Story: Be a Helper (part four)

Pastel and charcoal drawing of humanlike sheep

 

 

 

 

Be A Helper
(part four)

 

 


 

 

All these matters of a household, and the people in it, made difficulties for Bede. He had stuck to not having a servant, in the years following his mother’s death. It was his resolve that commanding a person stole one’s joy and peace. And in the Pocketlands, the itinerant knock tended to be a sprite’s (unthinkable), or a goblin’s of the Reformed Order (who, for their Renouncements, produced a grim, rebuking tidiness). He wanted his mornings to begin with cats, dogs, slow breakfasts, and meanders around the garden.

He had kept a corner of the house to himself, swept it, dusted it, tried not to let books and the Fairy Realm Daily Reporter clutter his chairs…at length, his floors. (This was a fault of needing to fetch the Reporter from his postbox, while only going to town once a month.)

Then Jorinda took over. His kitchen, and larder, and workroom, were under Jorinda’s supervision; also the barn and animals, the smithy and tinkering shed.

Bede had to ask when he sought for things.

“What do you want that for?”

“Oh,” [say the thing had been a sewing needle] “the heel is out in one of my socks.”

“Have another. The sprites have made one hundred and thirty-two scarves, fifty-seven pairs of mittens, twenty-four knit caps, and seventeen pairs of socks. Socks are in scarcity by that reckoning, but you can well afford to take four. Take six.”

If Bede had thought of a slice of cheese and a hunk of bread to eat it with, Jorinda knew better than he the locales of plates and knives, and which loaf needed to be finished, was dry and wanted a slather of honey…

“Honeyed bread is excellent with cheese, but also we have soup, if you have a taste for salt.”

With sprites required to help (even with, Bede might have said), soon they were sitting down. Soon it was growing dark. Then, tea by the fire, and bed.
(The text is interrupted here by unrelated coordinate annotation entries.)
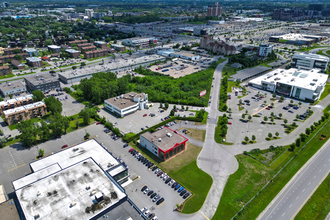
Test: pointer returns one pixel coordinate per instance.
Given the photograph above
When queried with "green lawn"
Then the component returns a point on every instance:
(318, 206)
(195, 181)
(252, 176)
(326, 91)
Jorinda knew the better way, and was brisker setting a job in motion than Bede. Under her management, he lived provided for, without feeling that he did his share of the work.

“You’ll make a hash of it,” was her answer. “Whatever it is. Go dig your herbs.”

 

Hill farmers are long lived. Once having reached the Age of Contentment, fifty or so, they carry on, young of face and grey of hair. Jorinda might be fifty or a hundred. One day she had left her house, and come to live in Bede’s.

The house sat empty now, the roof out. An accident undiscovered, a spark, had blazed it up. When they’d stood together in the night, hushed not to wake Bunting and Finch, Jorinda had said, “Leave it. I built it myself, but I haven’t got the energy anymore to do the fixing and keeping.”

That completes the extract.